Re: Kling Strip paint stripper

Post by ingrid » Wed 15th Mar, 2006 10:10 pm

Do you still have the kling strip. I was looking for some to strip my skirting boards. Would you recommend it?


Re: Kling Strip paint stripper

Post by Antwerpman » Thu 16th Mar, 2006 7:00 am

I have used Kling strip (last week in fact) and I think it is very good. Compared to nitromorse and the like it is very different in both its physical characteristics and how it works.

As said you simply apply it (with a small trowel), cover with cling film and leave for a day or more.

Taking it off is a little messy but not terrible, most of it you can `scrape` off (not as with nitromorse but just using something to lift off the thick of the paste, not scraping the wood) and then wash off the residue. It is this last bit which is the messy part (but not very if you are careful)

I actually found the best results were obtained using a good heat gun to take off the thick top layers/gloss and then using the Kling strip. This gives wood which then looks like it has never been painted - great result!
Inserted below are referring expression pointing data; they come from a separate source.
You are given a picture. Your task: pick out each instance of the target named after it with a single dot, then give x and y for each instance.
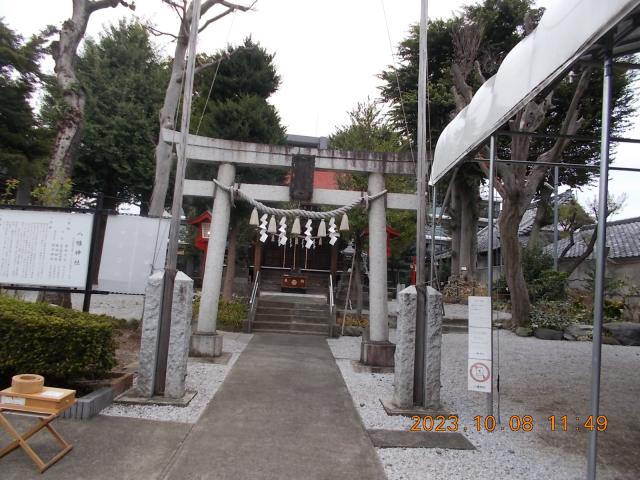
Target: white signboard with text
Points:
(479, 368)
(43, 248)
(133, 248)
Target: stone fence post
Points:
(178, 339)
(405, 349)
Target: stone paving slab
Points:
(404, 439)
(283, 412)
(106, 448)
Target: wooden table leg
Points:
(21, 441)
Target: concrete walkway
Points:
(283, 412)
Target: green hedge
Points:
(61, 344)
(231, 314)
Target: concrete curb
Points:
(90, 405)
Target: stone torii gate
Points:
(205, 341)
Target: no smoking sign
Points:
(480, 372)
(479, 375)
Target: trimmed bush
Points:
(556, 315)
(61, 344)
(550, 285)
(231, 314)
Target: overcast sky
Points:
(328, 53)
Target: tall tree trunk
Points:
(540, 218)
(164, 155)
(468, 229)
(357, 284)
(23, 194)
(70, 125)
(455, 214)
(509, 222)
(164, 151)
(230, 275)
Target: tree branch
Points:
(231, 7)
(215, 19)
(570, 125)
(100, 4)
(576, 263)
(157, 33)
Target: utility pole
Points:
(421, 243)
(176, 208)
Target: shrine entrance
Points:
(315, 232)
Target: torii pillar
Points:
(376, 350)
(205, 341)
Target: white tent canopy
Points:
(565, 32)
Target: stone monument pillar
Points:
(376, 350)
(178, 339)
(205, 341)
(405, 350)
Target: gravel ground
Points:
(204, 378)
(538, 378)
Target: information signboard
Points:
(43, 248)
(133, 248)
(479, 368)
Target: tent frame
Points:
(600, 249)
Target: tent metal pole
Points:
(556, 204)
(432, 270)
(492, 161)
(421, 214)
(601, 243)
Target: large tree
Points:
(231, 89)
(22, 148)
(69, 128)
(480, 39)
(369, 130)
(123, 79)
(164, 155)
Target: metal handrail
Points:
(332, 307)
(253, 303)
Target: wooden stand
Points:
(46, 409)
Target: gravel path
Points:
(538, 378)
(204, 378)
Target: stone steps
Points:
(292, 313)
(289, 327)
(319, 317)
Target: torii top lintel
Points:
(214, 150)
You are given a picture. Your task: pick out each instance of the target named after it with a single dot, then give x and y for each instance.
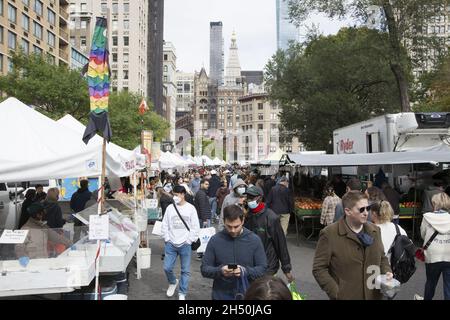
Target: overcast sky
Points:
(186, 25)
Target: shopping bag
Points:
(157, 228)
(204, 235)
(294, 292)
(420, 254)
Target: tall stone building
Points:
(202, 102)
(259, 126)
(185, 91)
(155, 43)
(36, 26)
(216, 53)
(127, 33)
(170, 82)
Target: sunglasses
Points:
(361, 210)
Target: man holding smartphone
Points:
(233, 253)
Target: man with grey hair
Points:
(281, 201)
(235, 197)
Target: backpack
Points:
(402, 252)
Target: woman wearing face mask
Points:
(266, 224)
(237, 196)
(40, 238)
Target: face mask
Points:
(365, 239)
(253, 204)
(176, 199)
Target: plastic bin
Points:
(107, 287)
(144, 258)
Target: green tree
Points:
(54, 90)
(406, 21)
(127, 123)
(330, 82)
(434, 93)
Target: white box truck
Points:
(395, 132)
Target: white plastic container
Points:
(116, 297)
(144, 256)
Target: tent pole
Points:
(15, 204)
(101, 205)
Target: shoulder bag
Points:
(196, 244)
(420, 253)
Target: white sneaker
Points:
(171, 289)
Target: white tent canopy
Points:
(117, 152)
(41, 149)
(367, 159)
(275, 156)
(168, 160)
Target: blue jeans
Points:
(213, 204)
(206, 223)
(434, 271)
(172, 253)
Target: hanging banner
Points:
(156, 151)
(146, 145)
Look at the site for the suppliers of Kling strip, it is not so expensive and they do deliver. I reckon an 18kg tub (10 Litres) would do the skirtings on a 5m x 5m room quite easily

David Penrose

Re: Kling Strip paint stripper

Post by David Penrose » Thu 16th Mar, 2006 7:16 pm

Ingrid - I have found Klingstrip excellent for stripping paint off hardwood beams, doors, etc. However, I am less satisfied with the results it gives on softwood - are your skirtings softwood?
I find that it tends to darken the colour of softwood, and to leave the surface a bit "woolly".